What does Swinburne say?

A

‘From this it would follow that, in the absence of special considerations, all religious experiences ought to be taken by their subjects as genuine’

65
Q

What are the special considerations for the principle of credulity?

A

-the reliability of the claim
-the truth of the claim
-the difficulty of showing that God was present in the experience
-the possibility that what is claimed can be accounted for in other ways.

66
Q

Explain the special consideration of the reliability of the claim.

A

If someone has lied in the past, this is a good basis for presuming they could be lying again

67
Q

Explain the special consideration of the truth of the claim.

A

If somebody makes unlikely perceptual claims, such as being able to read text of the size you are reading now at a distance of 100 yards, then his claims about a religious experience are not likely to be true.

68
Q

Explain the special consideration of the difficulty of showing that God was present in the experience.

A

The third is the difficulty of showing that God was present in the experience.

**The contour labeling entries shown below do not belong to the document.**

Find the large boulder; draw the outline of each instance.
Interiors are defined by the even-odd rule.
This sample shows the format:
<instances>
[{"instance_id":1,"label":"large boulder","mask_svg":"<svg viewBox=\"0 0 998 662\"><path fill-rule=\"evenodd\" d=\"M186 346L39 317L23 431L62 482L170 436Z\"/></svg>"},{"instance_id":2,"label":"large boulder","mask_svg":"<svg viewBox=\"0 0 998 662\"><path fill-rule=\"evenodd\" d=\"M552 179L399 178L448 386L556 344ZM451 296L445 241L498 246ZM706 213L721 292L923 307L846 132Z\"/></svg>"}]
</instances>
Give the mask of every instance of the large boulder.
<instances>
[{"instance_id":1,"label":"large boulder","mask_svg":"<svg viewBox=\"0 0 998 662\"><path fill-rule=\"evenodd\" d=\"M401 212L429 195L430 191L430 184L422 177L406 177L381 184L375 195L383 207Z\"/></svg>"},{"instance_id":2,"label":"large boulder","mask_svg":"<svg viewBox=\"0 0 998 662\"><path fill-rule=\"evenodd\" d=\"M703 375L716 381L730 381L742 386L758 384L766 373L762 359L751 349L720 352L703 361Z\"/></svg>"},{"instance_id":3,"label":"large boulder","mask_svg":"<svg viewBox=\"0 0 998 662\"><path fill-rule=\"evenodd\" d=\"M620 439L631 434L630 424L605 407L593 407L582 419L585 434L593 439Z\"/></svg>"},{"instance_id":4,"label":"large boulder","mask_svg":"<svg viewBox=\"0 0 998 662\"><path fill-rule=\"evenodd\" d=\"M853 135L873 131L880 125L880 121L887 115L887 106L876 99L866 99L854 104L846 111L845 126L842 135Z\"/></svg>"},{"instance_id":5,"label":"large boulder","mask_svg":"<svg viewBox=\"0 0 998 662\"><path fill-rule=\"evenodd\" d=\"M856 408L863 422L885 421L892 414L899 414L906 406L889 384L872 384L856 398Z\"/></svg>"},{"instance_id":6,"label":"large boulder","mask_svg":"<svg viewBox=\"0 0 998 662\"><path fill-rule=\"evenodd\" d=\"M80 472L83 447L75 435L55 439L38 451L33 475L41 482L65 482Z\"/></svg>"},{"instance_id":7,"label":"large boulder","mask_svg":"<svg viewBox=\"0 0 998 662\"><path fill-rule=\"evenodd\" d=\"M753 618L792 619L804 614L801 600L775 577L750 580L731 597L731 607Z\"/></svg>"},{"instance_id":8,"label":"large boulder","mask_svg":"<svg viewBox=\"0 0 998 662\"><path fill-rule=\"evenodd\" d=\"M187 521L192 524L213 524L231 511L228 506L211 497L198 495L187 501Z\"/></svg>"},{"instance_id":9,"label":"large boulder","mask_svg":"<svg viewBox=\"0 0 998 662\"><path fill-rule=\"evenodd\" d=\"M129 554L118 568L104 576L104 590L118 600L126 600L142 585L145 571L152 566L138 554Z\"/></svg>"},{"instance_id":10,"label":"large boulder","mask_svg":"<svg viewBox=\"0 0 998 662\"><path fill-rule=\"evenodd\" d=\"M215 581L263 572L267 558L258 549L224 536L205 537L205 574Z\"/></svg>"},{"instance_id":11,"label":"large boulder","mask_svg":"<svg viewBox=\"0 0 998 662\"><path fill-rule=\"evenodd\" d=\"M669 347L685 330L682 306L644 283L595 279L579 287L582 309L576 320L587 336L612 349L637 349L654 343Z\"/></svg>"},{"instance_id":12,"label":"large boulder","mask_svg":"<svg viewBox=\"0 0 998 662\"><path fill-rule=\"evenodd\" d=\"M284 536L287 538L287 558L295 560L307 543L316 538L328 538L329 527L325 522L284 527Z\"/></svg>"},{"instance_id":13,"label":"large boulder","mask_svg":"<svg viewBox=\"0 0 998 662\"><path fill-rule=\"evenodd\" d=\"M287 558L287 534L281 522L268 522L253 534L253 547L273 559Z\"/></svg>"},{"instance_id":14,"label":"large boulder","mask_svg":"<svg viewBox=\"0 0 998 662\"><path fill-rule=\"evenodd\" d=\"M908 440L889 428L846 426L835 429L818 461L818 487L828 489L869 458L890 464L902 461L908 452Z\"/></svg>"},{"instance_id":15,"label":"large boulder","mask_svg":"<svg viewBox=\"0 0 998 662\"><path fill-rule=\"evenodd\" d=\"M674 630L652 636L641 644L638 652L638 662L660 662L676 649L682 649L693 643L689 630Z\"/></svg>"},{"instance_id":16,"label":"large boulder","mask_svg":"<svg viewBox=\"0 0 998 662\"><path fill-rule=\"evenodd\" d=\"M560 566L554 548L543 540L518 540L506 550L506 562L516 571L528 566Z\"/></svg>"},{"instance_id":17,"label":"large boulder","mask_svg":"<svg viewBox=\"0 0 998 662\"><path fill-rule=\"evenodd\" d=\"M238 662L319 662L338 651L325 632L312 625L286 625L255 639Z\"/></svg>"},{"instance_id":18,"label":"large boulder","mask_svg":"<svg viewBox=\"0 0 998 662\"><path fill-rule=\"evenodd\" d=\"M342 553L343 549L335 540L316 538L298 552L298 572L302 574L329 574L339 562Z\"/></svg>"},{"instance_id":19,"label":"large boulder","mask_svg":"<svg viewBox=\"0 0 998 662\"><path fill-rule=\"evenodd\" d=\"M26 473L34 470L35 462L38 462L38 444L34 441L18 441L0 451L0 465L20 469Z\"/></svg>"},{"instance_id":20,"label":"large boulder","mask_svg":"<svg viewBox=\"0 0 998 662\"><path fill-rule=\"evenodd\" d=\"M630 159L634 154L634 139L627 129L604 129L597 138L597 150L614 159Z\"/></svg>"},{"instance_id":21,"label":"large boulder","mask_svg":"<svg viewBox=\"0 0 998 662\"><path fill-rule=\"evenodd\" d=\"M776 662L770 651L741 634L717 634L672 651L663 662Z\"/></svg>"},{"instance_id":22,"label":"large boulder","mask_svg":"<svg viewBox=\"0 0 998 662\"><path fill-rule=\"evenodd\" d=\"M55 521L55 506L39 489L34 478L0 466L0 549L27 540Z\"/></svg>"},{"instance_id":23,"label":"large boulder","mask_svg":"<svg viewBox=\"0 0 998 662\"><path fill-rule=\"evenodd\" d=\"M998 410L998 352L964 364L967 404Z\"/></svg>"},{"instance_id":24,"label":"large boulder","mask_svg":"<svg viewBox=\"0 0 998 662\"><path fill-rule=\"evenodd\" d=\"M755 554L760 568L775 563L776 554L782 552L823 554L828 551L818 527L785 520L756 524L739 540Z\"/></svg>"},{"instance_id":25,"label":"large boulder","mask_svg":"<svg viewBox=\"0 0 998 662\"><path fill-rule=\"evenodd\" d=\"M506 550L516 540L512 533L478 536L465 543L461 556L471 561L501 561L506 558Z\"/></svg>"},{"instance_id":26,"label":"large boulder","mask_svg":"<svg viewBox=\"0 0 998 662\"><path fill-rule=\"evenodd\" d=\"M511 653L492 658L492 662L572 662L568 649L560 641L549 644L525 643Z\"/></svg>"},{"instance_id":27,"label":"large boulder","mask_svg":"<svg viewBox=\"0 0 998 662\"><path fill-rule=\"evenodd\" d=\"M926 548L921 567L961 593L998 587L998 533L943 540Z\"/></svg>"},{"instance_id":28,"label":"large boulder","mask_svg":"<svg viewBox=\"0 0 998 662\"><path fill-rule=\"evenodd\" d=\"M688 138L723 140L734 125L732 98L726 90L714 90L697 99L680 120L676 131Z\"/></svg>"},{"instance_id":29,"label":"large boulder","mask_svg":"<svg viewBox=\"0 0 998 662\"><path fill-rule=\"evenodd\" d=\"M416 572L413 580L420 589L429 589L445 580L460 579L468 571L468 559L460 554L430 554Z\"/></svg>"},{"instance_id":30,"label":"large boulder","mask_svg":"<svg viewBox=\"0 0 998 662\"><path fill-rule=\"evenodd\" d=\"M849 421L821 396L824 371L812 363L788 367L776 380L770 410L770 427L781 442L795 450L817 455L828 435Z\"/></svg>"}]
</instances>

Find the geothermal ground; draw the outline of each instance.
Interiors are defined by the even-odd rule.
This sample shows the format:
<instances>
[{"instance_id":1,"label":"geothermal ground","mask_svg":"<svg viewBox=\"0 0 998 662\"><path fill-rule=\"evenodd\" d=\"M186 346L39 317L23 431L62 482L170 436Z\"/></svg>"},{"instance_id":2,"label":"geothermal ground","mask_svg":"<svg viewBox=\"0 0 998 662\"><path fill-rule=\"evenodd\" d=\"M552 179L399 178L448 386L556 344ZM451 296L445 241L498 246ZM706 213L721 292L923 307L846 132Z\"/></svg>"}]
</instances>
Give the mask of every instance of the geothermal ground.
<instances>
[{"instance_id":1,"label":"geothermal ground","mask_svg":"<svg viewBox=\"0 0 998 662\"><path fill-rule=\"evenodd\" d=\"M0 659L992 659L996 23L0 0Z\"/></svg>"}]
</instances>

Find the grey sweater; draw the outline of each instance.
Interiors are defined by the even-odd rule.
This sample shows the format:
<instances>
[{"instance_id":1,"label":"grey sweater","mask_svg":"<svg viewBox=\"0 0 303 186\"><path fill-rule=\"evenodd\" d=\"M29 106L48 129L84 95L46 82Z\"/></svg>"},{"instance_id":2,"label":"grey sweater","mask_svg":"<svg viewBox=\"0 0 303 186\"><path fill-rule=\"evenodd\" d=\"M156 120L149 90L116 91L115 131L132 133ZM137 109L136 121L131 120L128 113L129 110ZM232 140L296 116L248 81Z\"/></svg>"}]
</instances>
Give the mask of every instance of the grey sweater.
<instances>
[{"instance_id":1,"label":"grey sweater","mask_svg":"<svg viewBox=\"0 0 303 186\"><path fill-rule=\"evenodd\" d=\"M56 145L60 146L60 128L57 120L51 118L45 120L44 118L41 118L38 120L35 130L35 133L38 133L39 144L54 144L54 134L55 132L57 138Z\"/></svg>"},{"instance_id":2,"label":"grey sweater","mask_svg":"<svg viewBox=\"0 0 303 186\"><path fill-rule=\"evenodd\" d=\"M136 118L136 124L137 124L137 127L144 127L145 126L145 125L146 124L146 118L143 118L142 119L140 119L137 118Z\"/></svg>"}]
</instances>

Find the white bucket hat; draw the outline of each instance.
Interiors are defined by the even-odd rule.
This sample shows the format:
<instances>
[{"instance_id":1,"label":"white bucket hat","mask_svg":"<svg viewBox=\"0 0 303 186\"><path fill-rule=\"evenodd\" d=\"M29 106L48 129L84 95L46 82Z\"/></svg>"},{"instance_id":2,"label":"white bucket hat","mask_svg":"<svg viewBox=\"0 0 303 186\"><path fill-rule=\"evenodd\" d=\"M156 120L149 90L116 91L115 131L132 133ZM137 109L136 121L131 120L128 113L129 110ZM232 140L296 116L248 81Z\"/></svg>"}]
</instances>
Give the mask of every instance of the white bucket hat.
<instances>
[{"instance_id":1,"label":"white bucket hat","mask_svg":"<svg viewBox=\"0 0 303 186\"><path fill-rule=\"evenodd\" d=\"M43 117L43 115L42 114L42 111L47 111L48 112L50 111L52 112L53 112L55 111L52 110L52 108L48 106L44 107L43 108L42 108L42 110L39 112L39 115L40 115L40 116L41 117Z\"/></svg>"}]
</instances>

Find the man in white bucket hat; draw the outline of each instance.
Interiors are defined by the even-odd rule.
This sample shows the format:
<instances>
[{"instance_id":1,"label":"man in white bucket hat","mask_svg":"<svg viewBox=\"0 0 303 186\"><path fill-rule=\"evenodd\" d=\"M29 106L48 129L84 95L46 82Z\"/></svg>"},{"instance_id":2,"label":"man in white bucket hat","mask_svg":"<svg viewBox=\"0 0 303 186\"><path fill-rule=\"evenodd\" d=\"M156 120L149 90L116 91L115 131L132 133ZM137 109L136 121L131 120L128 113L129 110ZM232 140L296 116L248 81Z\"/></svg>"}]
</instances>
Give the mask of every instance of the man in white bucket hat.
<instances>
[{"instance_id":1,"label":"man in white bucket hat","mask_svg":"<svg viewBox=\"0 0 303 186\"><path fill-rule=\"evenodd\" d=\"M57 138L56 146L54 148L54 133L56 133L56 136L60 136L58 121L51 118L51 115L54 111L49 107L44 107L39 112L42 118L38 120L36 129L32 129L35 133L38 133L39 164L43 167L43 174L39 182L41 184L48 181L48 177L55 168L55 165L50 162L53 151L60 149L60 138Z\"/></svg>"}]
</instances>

How can the experiencer do this?

69
Q

Explain the special consideration of the possibility that what is claimed can be accounted for in other ways.

A

To use an example from what we have said about scientific challenges to religious experiences, someone who claims to have had a religious experience may be suffering from TLE.

70
Q

What are Swinburne’s rejections of the special considerations?

A

-Just because someone has lied in the past, this does not mean that they are Iving now about having a religious experience.
-Again, someone making one claim that is false does not mean that any claim to a religious experience is likely to be untrue.
-God is presumably everywhere, so rather than the onus being on the experiencer to show that God was present, the onus is on the doubter to show that he was not.
-As the Creator, God underpins all processes including those that go on in the brain, so if Go causes an experience through the temporal lobes that would be perfectly normal (as William James would argue).

71
Q

What is the principle of testimony?

A

-The counterpart to the Principle of Credulity.
-Swinburne argues that: ‘the experiences of others are (probably) as they report them’:
- if someone tells us they have had a religious experience, it they are normally reliable and honest in what they say, we should believe them
-Again, it is the sceptic’s job to show that religious experiences should be rejected rather than the believer’s job to show that they are true.

72
Q

What are Swinburne’s conclusions?

A

-Someone who has had a religious experience of what seems to be God has, by the Principle of Credulity, good reason for believing that there is a God.
-The testimony of others who report similar experiences supports such a claim.
-Without religious experience, the probability of the existence of God is about 50/50. If we add the testimony of religious experience, it becomes greater than 50/50. God probably exists.